De fato, todo o livro de Atos pode ser considerado uma expressão (às vezes vacilante) da vocação cristã de dar testemunho do Jesus ressuscitado. Mas dar testemunho significa muito mais que evangelizar. Não devemos cair no erro de pensar que Jesus está falando apenas sobre o trabalho do indivíduo de compartilhar com as próprias palavras o evangelho com um incrédulo. Em vez disso, dar testemunho do reino vindouro significa principalmente viver agora de acordo com os princípios e as práticas do reino de Deus. Veremos que a forma mais eficaz de testemunho cristão é, muitas vezes — talvez principalmente —, compartilhar da vida da comunidade à medida que ela realiza seu trabalho.

A vocação cristã compartilhada de testemunho só é possível por meio do poder do Espírito Santo.

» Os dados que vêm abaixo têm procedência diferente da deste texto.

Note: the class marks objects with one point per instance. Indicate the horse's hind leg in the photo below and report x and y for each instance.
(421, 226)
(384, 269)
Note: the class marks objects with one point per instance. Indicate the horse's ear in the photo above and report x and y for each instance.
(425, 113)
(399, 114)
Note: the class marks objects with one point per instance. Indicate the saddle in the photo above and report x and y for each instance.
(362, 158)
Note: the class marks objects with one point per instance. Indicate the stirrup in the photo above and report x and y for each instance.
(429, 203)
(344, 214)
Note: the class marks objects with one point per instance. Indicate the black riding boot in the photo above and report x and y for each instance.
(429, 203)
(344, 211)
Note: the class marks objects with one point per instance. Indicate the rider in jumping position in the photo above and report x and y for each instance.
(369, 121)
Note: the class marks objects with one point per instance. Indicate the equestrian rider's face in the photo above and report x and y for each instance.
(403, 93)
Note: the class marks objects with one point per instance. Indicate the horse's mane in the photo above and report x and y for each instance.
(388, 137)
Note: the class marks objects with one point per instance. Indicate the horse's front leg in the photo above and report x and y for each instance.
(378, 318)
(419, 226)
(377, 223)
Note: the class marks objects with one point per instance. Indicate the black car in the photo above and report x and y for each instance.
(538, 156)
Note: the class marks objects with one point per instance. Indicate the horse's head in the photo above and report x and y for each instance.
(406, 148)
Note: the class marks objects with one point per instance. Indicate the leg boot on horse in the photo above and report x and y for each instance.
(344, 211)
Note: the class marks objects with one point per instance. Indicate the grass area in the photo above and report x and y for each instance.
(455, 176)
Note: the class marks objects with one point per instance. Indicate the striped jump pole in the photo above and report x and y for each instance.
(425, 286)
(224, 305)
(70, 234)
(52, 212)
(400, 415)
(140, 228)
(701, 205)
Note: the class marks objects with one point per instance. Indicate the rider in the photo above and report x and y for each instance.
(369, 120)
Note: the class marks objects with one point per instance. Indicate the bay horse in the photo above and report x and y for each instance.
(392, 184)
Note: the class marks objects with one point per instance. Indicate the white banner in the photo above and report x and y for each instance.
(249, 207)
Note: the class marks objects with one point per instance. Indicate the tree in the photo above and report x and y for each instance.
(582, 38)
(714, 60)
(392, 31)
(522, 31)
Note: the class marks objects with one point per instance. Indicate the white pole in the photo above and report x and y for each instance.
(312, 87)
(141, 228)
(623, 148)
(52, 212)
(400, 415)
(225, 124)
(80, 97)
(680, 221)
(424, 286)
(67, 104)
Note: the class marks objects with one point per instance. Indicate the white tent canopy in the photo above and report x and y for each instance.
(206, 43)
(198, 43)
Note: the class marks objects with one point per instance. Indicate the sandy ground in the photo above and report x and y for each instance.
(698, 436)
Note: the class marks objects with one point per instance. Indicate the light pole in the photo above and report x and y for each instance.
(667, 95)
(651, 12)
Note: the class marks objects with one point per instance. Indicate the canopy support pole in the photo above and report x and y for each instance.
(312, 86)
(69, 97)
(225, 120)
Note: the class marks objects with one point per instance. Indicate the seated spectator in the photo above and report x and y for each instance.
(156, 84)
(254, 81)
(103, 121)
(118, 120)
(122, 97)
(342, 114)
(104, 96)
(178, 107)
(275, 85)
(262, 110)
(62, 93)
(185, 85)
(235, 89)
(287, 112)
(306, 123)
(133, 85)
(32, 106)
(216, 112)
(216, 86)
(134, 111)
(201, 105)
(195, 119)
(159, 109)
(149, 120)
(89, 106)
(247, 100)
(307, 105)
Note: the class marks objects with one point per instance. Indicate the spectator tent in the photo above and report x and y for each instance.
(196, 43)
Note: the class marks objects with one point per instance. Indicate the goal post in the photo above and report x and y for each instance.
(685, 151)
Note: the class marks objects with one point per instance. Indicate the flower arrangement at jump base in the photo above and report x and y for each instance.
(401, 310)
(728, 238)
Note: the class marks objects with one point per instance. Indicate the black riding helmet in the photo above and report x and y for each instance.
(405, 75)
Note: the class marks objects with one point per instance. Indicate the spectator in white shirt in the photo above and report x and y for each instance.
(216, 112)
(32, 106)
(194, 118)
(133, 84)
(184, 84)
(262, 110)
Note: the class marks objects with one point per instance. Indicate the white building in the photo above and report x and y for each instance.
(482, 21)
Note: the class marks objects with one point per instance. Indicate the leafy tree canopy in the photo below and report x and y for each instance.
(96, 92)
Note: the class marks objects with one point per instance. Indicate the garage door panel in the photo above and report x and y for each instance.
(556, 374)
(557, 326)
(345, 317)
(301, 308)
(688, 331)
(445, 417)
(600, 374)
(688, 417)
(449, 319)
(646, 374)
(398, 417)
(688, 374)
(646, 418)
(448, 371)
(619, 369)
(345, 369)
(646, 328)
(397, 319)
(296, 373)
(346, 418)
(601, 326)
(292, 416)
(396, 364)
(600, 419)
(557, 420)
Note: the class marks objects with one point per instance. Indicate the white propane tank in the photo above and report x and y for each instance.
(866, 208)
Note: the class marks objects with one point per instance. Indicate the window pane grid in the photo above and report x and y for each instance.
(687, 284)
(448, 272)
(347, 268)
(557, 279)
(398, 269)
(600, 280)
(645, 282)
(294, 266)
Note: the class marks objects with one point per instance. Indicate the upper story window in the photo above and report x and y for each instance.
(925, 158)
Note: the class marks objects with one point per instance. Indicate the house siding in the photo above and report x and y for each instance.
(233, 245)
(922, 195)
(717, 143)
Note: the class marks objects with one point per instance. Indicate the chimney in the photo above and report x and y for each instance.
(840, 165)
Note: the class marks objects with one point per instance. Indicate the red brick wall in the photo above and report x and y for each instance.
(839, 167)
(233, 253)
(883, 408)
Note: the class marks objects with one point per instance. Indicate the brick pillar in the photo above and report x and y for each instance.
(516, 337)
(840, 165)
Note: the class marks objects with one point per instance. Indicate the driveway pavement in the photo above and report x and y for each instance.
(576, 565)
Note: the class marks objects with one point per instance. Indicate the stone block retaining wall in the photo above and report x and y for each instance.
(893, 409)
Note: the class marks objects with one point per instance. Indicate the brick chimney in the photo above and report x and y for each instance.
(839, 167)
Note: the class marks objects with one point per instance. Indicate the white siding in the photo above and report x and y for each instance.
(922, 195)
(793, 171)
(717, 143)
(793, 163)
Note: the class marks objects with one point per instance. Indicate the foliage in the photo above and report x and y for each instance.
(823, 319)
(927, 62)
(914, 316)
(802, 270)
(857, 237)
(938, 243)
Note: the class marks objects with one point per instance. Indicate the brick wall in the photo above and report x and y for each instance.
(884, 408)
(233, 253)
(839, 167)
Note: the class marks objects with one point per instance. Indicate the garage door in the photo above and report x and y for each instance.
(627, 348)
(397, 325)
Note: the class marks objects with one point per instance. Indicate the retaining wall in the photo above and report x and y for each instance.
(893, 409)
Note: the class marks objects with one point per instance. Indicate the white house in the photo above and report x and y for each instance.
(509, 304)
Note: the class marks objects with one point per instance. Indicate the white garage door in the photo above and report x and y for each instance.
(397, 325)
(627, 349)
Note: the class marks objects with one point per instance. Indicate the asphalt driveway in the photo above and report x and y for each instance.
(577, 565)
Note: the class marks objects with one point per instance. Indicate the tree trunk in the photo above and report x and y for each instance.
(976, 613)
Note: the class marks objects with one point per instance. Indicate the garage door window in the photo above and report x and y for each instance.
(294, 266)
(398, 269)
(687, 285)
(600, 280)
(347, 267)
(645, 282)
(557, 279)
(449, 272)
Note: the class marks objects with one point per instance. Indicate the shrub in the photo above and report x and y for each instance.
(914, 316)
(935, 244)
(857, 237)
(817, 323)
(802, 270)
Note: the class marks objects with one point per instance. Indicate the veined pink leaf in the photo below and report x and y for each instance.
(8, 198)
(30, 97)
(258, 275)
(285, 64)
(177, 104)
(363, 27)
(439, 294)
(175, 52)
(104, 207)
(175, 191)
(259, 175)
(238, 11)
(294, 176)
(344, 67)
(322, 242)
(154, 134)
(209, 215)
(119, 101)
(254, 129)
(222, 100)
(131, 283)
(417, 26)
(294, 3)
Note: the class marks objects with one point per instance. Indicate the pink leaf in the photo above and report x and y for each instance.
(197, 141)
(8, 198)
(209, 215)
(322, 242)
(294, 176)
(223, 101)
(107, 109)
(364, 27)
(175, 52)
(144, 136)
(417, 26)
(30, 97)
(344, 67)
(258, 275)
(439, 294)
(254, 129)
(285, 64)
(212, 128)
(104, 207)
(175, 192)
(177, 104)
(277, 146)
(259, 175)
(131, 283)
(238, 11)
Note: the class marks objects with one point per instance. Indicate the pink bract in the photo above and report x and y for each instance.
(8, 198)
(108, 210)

O Espírito transforma indivíduos e comunidades de maneiras que resultam no compartilhamento dos frutos do trabalho humano — especialmente poder, recursos e influência — com a comunidade e a cultura ao redor. A comunidade testemunha quando os fortes ajudam os fracos. A comunidade testemunha quando seus membros usam seus recursos para beneficiar a cultura em geral. A comunidade testemunha quando aqueles ao redor veem que trabalhar nos caminhos da justiça, da bondade e da beleza leva a uma vida mais plena.

Os locais mencionados por Jesus revelam que o testemunho dos discípulos os coloca em perigo social. Ao grupo de discípulos judeus de Jesus é ordenado que falem em nome de um homem que havia pouco tempo fora crucificado como inimigo do Império Romano e blasfemador do Deus de Israel. Eles são chamados a assumir essa vocação na cidade em que seu mestre foi morto, entre os samaritanos — inimigos históricos e étnicos dos judeus — e nos rincões do Império Romano. [2]

Em resumo, Atos começa com uma vocação orientadora que chama os seguidores de Jesus para a tarefa fundamental do testemunho. Testemunhar significa, acima de tudo, viver de acordo com os caminhos do reino vindouro de Deus. Como veremos em breve, o elemento mais importante desta vida é que trabalhamos principalmente para o bem dos outros. Essa vocação se torna possível pelo poder do Espírito Santo e deve ser exercida sem preocupação excessiva com as barreiras sociais. Essa vocação orientadora não menospreza o valor do trabalho humano ou da vida profissional dos discípulos de Jesus em favor apenas da proclamação verbal do evangelho. Bem ao contrário, Atos argumentará vigorosamente que todo trabalho humano pode ser uma expressão fundamental do reino de Deus.